Martinez joined the army in 1989 at the age of 22. Serving most of his time in Germany and Belgium, he was disappointingly never deployed in the first Gulf War, and ended his stint languishing at Fort Meade in Maryland. There he was discharged partly for selling slightly damaged machine gun parts that had been sent back to be scrapped at gun shows. Things really went sour when he started operating as a Milo Minderbinderesque loan shark.
“This was when they had just issued Kevlar helmets,” Martinez says, “They were really rare and expensive, so I collected them from the other soldiers as collateral. I don’t drink, I don’t do drugs or cavort with whores, so I was the guy. I had all the helmets. Then I got found out and threatened with a radar post in the Aleutian Islands with the angry penguins.” Returning to New York he hung around the fading LES hardcore scene with Murphy’s Law, Cro-Mags, and the rest while trying to avoid falling back into the forgery trap. Eventually he met an artist named Jeff Gompertz who asked him to curate a show at 13th Street and Avenue A. There he made the acquaintance of Anthony Haden-Guest (who would write about Martinez’ prison hunger strike years later in New York magazine) and started to feel he’d become part of the art world and actually done something. Parlaying his success into an association with internet impresario Josh Harris, he organized the first exhibition at Harris’ much talked about and documented Pseudo space. One reason that show was noteworthy is it included work by then-young Connecticut transplant Tom Sachs, a friend and junk-jousting partner whose subsequent artwork has often borne more than a passing resemblance to earlier Martinez creations.
Sierra Leone never panned out, and Martinez stayed on in New York. “I wasn’t concerned with an art career because I could always make a fake.” Part of his ambivalence to the concept of a career might have been the difficulties of being a Hispanic artist who isn’t “Latin” or “political” enough, but there’s also the age-old problem with the art world and its attendant vagaries: “It’s like a female hamster on crackit eats its own. Artists now can’t usurp the previous generation so they have get permission to go forward. By being assistants, by being part of the institutional system instead of rebelling against it. Plus, art is a losing proposition for 99.9 percent of people.”
Nevertheless, Martinez keeps at it and has now sworn off forgery to concentrate on his intricately detailed gun drawings done freehand from memory, and making guns by looking at them from the outside and coming up with a simplified version that works and shoots blanks. He shows at the Proposition gallery in New York and has been curating and making new sculptures with Canadian collaborator Byron Hawes, with whom he recently completed an incredibly realistic thirty-foot long Harrier drone called “Rat Bit” out of metal, steel, plastic, and wood.

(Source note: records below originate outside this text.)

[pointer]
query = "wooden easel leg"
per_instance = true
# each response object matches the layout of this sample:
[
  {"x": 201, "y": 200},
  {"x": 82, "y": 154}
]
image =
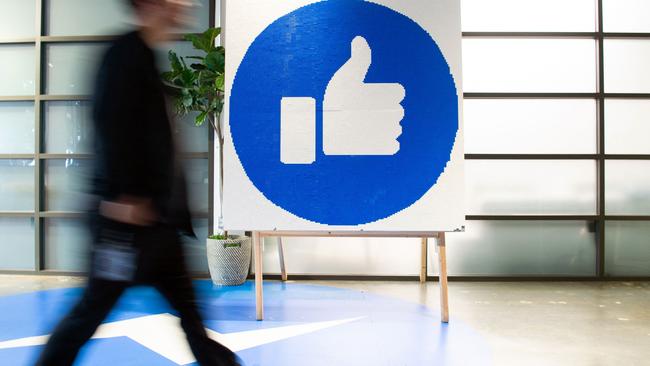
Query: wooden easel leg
[
  {"x": 423, "y": 260},
  {"x": 259, "y": 276},
  {"x": 444, "y": 290},
  {"x": 283, "y": 269}
]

They are also fabricating work for an exhibition in November in Beijing entitled “Weapons-grade Apophenia.” Its main premise is the idea that the tide has shifted from design in popular culture aping military aesthetics to the other way around. The military uses video games to train soldiers and guns and other hardware have started to incorporate a modern, rounded iPod look. “It’s gone from Escape From New York to super slick. The weapons are more appealing, like new products you’d see in Stuff magazine.” Apophenia describes the experience of perceiving patterns or connections in random or meaningless data, and in “Weapons-grade Apophenia” that unmotivated seeing of connections will be physically displayed in the form of iPod-like guns, private jet fighters, and a satellite dish all built to scale. Reflecting the new paradigm of computer-generated, excessively polished, blob-like design, the works have the sleekness that has overtaken the coarseness evident in the Exocet missiles outside and so many of the guns inside the Military Museum.

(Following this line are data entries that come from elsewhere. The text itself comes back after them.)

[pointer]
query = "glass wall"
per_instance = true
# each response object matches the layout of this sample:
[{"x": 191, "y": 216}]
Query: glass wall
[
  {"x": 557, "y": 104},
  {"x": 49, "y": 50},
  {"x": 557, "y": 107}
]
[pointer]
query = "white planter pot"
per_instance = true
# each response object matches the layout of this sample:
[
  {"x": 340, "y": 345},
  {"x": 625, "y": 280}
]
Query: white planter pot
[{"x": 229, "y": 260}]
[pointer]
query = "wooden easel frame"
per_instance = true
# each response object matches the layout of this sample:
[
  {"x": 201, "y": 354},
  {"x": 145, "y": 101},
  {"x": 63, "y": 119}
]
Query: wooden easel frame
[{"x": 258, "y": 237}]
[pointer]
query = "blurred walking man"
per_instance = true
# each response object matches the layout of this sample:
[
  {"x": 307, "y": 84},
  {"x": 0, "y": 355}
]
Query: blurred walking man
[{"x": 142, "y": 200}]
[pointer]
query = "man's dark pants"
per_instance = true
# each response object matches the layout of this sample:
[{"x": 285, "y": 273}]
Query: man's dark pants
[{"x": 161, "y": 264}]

With all the digressions and stories tales talking with Martinez can be an exhausting, but there’s a sincerity and straightforwardness to him that’s refreshinga disarming quality that prompts a you-can’t-help-but-laugh and did-he-really-just-say-that reflex. Like his response to Beijing’s Time Out when asked for his thoughts on the local contemporary art scene: “Nothing in the galleries here has made me wanna fart lightning.” There’s also something intrinsically New York about Martinez that is highly unusual in Beijing and adds color to the cultural landscape. New York comes up often, as in his notion that “New York after September 11th reminds me of the parents of the kid who died and the mom starts cleaning everything obsessively. New York isn’t dealing, it didn’t mourn properly.”
He then launches into a story, another story, about living in Bushwick across from a church that set up speakers that blasted gospel music at ungodly hours. “You know what’s wrong with black people? Baptist churches. They’re really bad for the community.” There’s a seriousness to the remark and an underlying understanding of a complicated situation balanced out by provocative humor as he relates how he shot out the speakers from different rooftops, eight or nine times, and each time they got replaced until finally he won.